学校はもともと6日制で運営されていました。それが、平成4年度の途中で4週5休を導入せざるを得なくなりました。当然、学校現場は混乱したそうです。保護者からの不満の声や授業時間の確保など先生方は対応に追われました。
その背景にあるのが、政府(労働省)は欧米から日本人の長時間労働を非難されたことから、まずは公務員の労働時間短縮をしていき、学校現場においても同様に行うべきとの判断から、平成4年度に文部省主導ではなく労働省が音頭をとって年度の途中から4週5休が導入されました。その後、平成7年度には4週6休になり、平成14年度には4週8休つまり完全週休2日制となりました。
つまり学校現場や保護者からお願いして現在の学校5日制ができたものではなく、当時の政府が労働時間の国際摩擦を回避するためにとった措置と云えます。ゆとり教育や生徒の学力問題などは後から取ってつけたようなものです。

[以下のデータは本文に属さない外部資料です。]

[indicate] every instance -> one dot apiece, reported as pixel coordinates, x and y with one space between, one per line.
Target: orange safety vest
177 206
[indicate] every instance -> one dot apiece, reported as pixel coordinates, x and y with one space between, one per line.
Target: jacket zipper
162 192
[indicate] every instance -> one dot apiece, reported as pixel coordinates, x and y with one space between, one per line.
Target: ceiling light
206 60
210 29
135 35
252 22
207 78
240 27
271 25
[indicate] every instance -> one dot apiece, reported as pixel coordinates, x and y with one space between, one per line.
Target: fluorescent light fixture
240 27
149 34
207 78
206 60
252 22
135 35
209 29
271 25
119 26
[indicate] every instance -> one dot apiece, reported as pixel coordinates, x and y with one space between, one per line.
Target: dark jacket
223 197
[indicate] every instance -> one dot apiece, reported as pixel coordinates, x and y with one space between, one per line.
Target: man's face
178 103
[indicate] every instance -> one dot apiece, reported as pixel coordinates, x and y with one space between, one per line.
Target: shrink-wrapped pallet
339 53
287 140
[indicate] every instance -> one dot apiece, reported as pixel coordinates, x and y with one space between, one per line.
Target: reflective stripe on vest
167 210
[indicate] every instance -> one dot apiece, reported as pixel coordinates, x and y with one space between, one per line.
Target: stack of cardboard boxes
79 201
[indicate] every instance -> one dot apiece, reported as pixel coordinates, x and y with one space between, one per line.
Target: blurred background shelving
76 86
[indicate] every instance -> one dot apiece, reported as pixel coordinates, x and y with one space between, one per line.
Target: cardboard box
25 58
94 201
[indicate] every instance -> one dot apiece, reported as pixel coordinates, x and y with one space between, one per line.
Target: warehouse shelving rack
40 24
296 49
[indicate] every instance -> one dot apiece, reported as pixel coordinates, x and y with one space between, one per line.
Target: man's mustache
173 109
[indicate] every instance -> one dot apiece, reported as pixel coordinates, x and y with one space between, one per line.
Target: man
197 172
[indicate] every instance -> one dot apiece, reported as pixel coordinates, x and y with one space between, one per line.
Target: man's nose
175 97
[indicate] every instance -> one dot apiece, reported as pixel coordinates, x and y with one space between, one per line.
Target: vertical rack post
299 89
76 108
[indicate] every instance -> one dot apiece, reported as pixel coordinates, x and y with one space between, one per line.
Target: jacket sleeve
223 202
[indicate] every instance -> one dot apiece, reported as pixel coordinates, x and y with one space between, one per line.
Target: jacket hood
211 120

さて、学習指導要領が小学校は平成23年度から、中学校は平成24年度から改訂されました。授業時間を確保する上からも4週8休は難しいと思います。そうなると、土曜日の校外活動(地域スポーツ)が大きく制約させることになるでしょう。
本来、この問題は子供たち一人ひとりの個性を伸ばすことを念頭に考えなければいけないのですが、どうも大人の利害で決められています。政治や行政がもっと真摯な対応で学校現場に向き合わなければ、学校も変わらないし子供たちも変わらないでしょう。